Grep: Are simplified test cases on purpose?

Hi there
I noticed that in the “build your own grep” challenge the test cases can be passed by the simplest possible implementation of each stage. Some combinations would make the implementation much harder (like for instance something like c[ae]+t testing with ‘cat’, ‘caat’ and ‘caeat’ would be way harder than the existing tests). I assume this is on purpose and it’s not expected to implement a “complete” grep solution. Am I correct on that?

We’re open to adding simple tests, just wanted to avoid cryptic tests that’d make it super difficult to figure out what the expected behaviour.

The stage you’re referring to is “Match one or more times”, yes?

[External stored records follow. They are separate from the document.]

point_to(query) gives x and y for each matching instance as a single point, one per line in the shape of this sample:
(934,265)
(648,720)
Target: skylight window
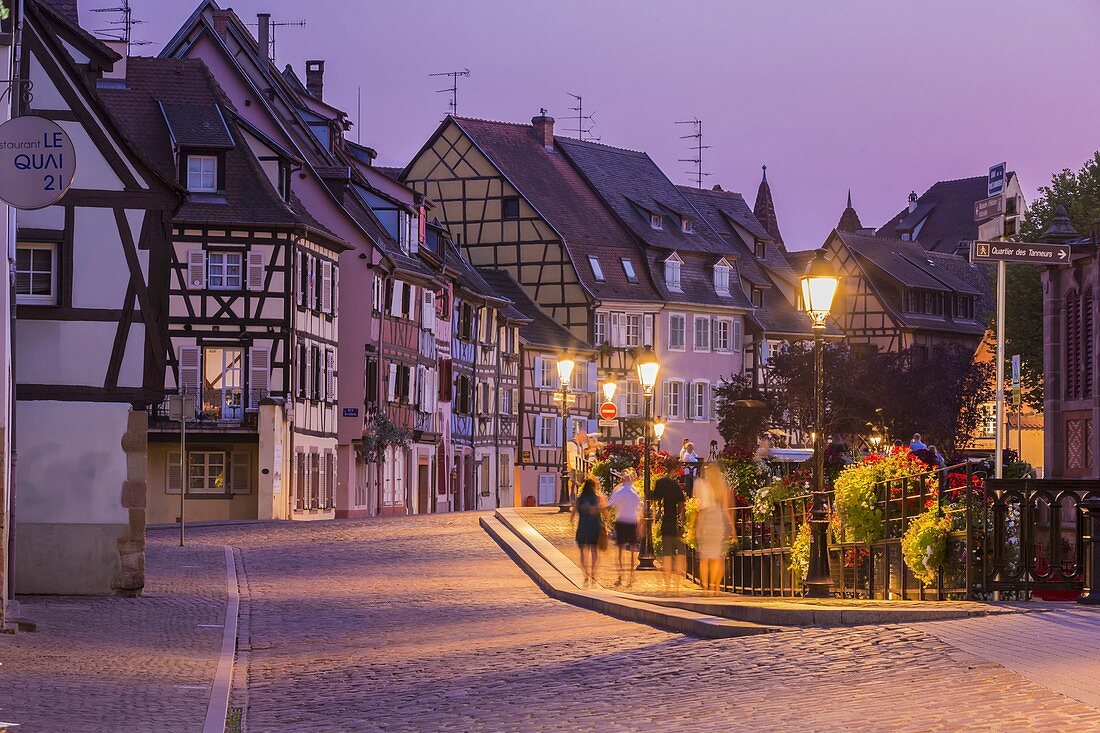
(596,270)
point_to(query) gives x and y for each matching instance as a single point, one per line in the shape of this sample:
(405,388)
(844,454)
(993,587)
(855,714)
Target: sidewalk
(107,664)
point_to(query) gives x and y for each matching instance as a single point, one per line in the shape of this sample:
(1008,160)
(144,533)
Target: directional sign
(1023,252)
(988,207)
(997,178)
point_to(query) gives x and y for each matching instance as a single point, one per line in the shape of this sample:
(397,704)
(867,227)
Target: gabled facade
(91,279)
(253,308)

These are the tests for that stage:

It’s intentional that we haven’t introduced the [ syntax yet, that’d likely be part of a “Character class” extension: Character Classes and Bracket Expressions (GNU Grep 3.11).

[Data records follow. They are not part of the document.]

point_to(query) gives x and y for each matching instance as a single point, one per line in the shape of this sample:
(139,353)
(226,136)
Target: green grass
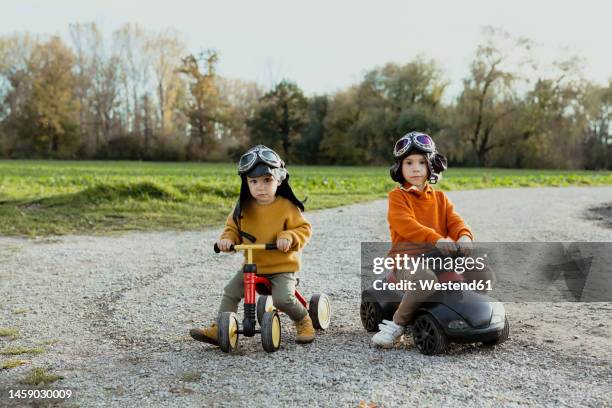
(39,376)
(41,198)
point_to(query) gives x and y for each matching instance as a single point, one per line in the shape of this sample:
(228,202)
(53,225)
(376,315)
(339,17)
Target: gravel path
(113,315)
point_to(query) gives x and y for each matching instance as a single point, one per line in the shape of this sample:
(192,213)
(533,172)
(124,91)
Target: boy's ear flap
(439,163)
(395,172)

There are a ton of cases to handle there, like [0-9], [a-z] etc.

@syeo66 does that answer your question? We definitely don’t want to make it easy to pass with a naive implementation, but the [ char specifically would be out of scope here.

(Looking at these tests again, I do think we could add some randomness though - like not always testing the same pattern)

1 Like

Yeah, I think this answers the question. I guess my point was that I know how complex implementations can get when you combine modifiers and wildcards and character groups (requires multiple paths evaluation or recursive descent parsing).

1 Like

This topic was automatically closed 5 days after the last reply. New replies are no longer allowed.